The court addressed two critical questions: whether an adult child qualifies as a cohabitant under Utah Code § 78B-7-102(2)(c), and whether inadvertent contact precludes a finding of substantial likelihood of abuse under the protective order statute.

Court’s Analysis and Holding

The Court of Appeals held that Martin qualified as a cohabitant because she was an adult related by blood to her father. The statute defines cohabitant as including persons “16 years or older who… is related by blood… to the other party,” while excluding only relationships between natural parents and minor children. The district court had erroneously concluded that Martin and her father were never cohabitants after she reached majority.

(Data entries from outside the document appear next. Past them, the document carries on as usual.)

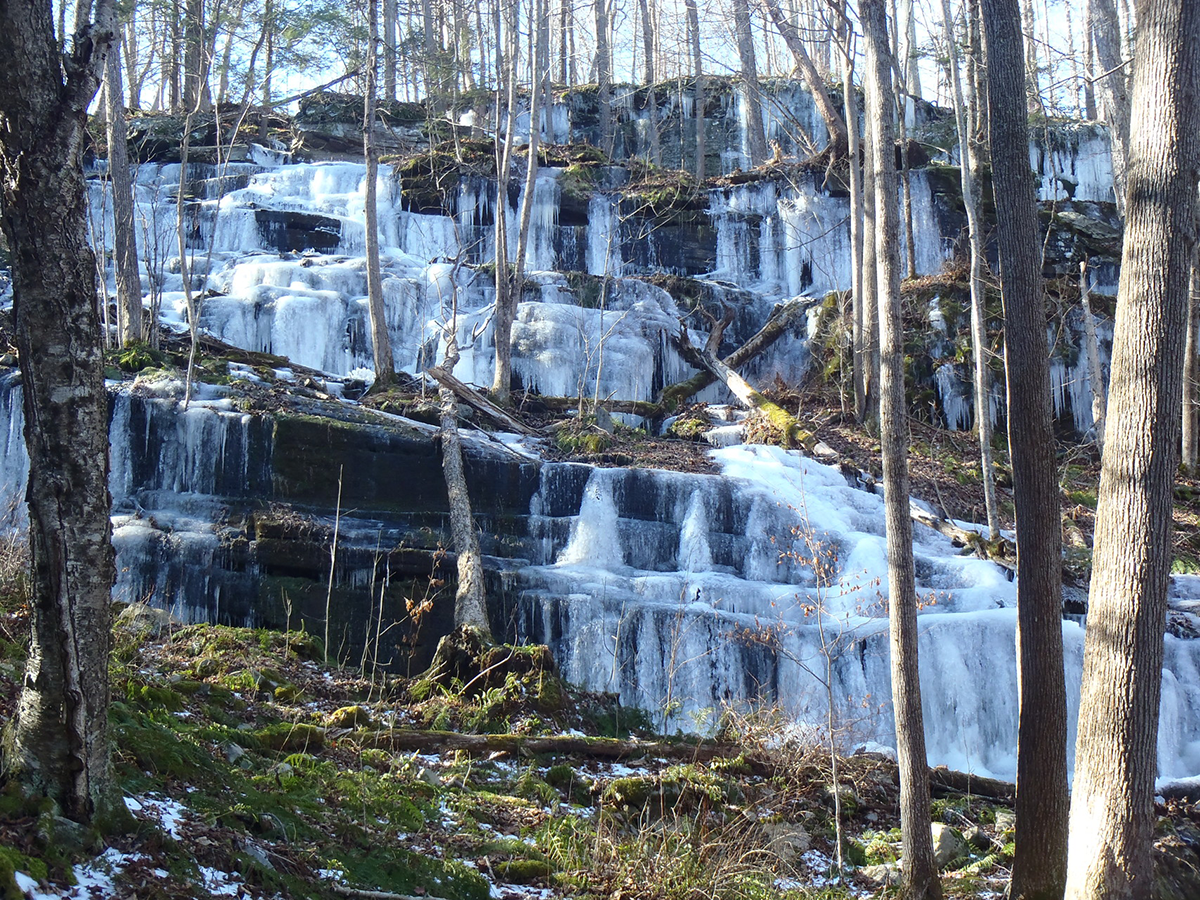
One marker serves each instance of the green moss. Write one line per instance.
(581, 439)
(151, 696)
(523, 871)
(353, 717)
(155, 747)
(136, 357)
(291, 737)
(689, 429)
(12, 862)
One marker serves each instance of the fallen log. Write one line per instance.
(781, 318)
(478, 402)
(942, 780)
(437, 742)
(793, 432)
(645, 408)
(1001, 551)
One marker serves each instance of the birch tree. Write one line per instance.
(381, 341)
(919, 874)
(1111, 85)
(1039, 865)
(969, 167)
(58, 743)
(1113, 811)
(756, 141)
(125, 243)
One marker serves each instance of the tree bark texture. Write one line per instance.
(58, 744)
(652, 102)
(1113, 88)
(1039, 865)
(700, 100)
(853, 143)
(125, 243)
(604, 73)
(837, 126)
(919, 874)
(969, 166)
(507, 292)
(1188, 443)
(755, 137)
(870, 282)
(381, 341)
(471, 601)
(1113, 813)
(1095, 373)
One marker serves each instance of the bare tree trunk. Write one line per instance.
(1113, 811)
(1039, 865)
(700, 99)
(910, 237)
(125, 245)
(133, 75)
(755, 138)
(1032, 81)
(858, 306)
(1113, 88)
(171, 61)
(389, 49)
(539, 64)
(919, 874)
(507, 292)
(870, 280)
(1089, 64)
(1095, 376)
(196, 65)
(969, 167)
(652, 101)
(604, 73)
(1191, 372)
(269, 63)
(381, 341)
(977, 69)
(835, 124)
(471, 600)
(58, 743)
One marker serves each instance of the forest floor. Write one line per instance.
(253, 769)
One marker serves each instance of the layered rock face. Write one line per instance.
(685, 593)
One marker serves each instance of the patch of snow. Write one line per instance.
(167, 814)
(220, 883)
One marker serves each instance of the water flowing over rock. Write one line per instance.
(687, 594)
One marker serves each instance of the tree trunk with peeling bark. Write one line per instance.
(1113, 88)
(1113, 809)
(58, 743)
(837, 125)
(471, 601)
(1189, 444)
(652, 101)
(969, 165)
(381, 341)
(125, 243)
(700, 99)
(1039, 865)
(1095, 376)
(755, 137)
(919, 874)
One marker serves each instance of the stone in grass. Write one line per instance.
(787, 841)
(949, 845)
(979, 839)
(355, 717)
(882, 875)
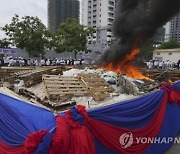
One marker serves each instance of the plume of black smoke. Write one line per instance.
(137, 19)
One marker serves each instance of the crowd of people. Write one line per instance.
(162, 64)
(19, 61)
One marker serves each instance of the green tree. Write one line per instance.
(4, 43)
(28, 33)
(169, 45)
(71, 36)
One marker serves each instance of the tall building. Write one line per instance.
(99, 14)
(175, 28)
(60, 10)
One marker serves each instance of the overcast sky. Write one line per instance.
(8, 8)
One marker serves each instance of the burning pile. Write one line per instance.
(136, 22)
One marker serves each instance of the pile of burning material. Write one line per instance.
(163, 75)
(137, 87)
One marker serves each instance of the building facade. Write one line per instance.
(175, 28)
(60, 10)
(99, 14)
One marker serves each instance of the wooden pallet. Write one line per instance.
(97, 86)
(58, 86)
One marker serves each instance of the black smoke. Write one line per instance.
(137, 19)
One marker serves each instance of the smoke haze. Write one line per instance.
(137, 19)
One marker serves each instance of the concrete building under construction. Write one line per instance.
(60, 10)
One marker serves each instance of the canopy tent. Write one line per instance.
(25, 128)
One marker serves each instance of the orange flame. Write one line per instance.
(125, 67)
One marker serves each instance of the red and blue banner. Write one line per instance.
(118, 128)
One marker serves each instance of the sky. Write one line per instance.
(34, 8)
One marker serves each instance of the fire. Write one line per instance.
(125, 67)
(169, 81)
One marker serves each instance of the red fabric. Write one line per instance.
(109, 135)
(61, 140)
(29, 146)
(73, 138)
(82, 141)
(5, 149)
(33, 141)
(174, 95)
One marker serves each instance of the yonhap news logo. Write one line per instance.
(127, 139)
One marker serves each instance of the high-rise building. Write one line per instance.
(99, 14)
(175, 28)
(60, 10)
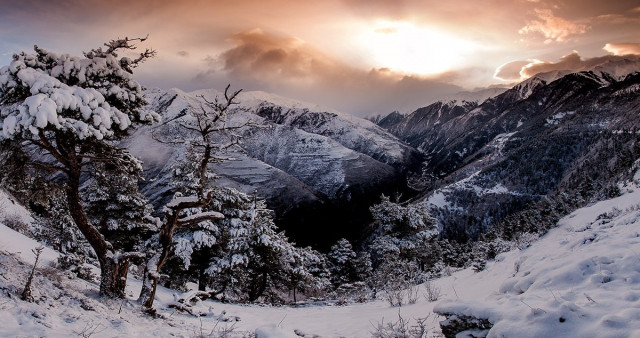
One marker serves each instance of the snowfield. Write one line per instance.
(581, 279)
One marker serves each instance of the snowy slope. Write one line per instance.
(581, 279)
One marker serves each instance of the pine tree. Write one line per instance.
(67, 114)
(209, 134)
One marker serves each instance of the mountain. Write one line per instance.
(561, 135)
(318, 169)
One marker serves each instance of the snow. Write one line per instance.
(581, 279)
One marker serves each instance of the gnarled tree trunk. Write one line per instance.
(113, 269)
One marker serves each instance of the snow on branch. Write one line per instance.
(194, 219)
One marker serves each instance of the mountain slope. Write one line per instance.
(314, 167)
(572, 136)
(581, 279)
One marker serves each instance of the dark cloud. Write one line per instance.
(571, 62)
(622, 48)
(290, 67)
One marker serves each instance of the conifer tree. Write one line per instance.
(67, 113)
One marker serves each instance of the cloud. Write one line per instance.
(520, 70)
(622, 48)
(510, 71)
(554, 28)
(289, 66)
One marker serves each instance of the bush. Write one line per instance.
(431, 292)
(402, 328)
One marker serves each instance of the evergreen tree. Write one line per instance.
(67, 114)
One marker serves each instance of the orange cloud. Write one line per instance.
(289, 66)
(554, 28)
(520, 70)
(622, 48)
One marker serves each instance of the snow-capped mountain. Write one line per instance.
(311, 164)
(555, 134)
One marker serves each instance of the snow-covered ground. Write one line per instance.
(582, 279)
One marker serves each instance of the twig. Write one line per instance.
(26, 294)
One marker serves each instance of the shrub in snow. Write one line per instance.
(402, 328)
(431, 291)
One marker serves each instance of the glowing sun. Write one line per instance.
(407, 48)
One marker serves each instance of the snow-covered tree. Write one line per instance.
(208, 135)
(67, 113)
(241, 257)
(342, 266)
(401, 232)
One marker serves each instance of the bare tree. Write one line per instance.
(185, 211)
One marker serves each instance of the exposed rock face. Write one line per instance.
(320, 170)
(556, 133)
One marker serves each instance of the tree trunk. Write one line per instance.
(113, 274)
(148, 291)
(113, 278)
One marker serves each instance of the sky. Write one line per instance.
(364, 57)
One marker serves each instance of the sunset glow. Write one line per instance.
(359, 56)
(407, 48)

Regarding the substantial likelihood standard, the court rejected the district court’s reasoning that inadvertent contact automatically precludes a protective order. The proper inquiry is whether the father intentionally threatened Martin during the call, regardless of whether the contact itself was inadvertent, and whether this created reasonable fear of imminent physical harm.

Practice Implications

This decision clarifies that the Cohabitant Abuse Act extends protection to adult children seeking relief from abusive parents. Practitioners should focus on whether threatening behavior occurred and created reasonable fear, rather than the circumstances leading to the contact. The court emphasized that past abuse during minority, while insufficient alone for relief, may contribute to the reasonableness of an adult child’s fear of future harm.

Original Opinion

Link to Original Case

Case Details

Case Name

Martin v. Colonna

Citation

2009 UT App 227

Court

Utah Court of Appeals

Case Number

No. 20071017-CA

Date Decided

August 20, 2009

Outcome

Reversed

Holding

An adult child who is related by blood to a parent qualifies as a cohabitant under the Cohabitant Abuse Act and may seek a protective order based on substantial likelihood of abuse, even if the threatening contact was inadvertent.

Standard of Review

Correctness for questions of law

Practice Tip

When seeking protective orders under the Cohabitant Abuse Act, focus on whether the alleged threat occurred and created reasonable fear of harm, rather than whether the contact leading to the threat was intentional or inadvertent.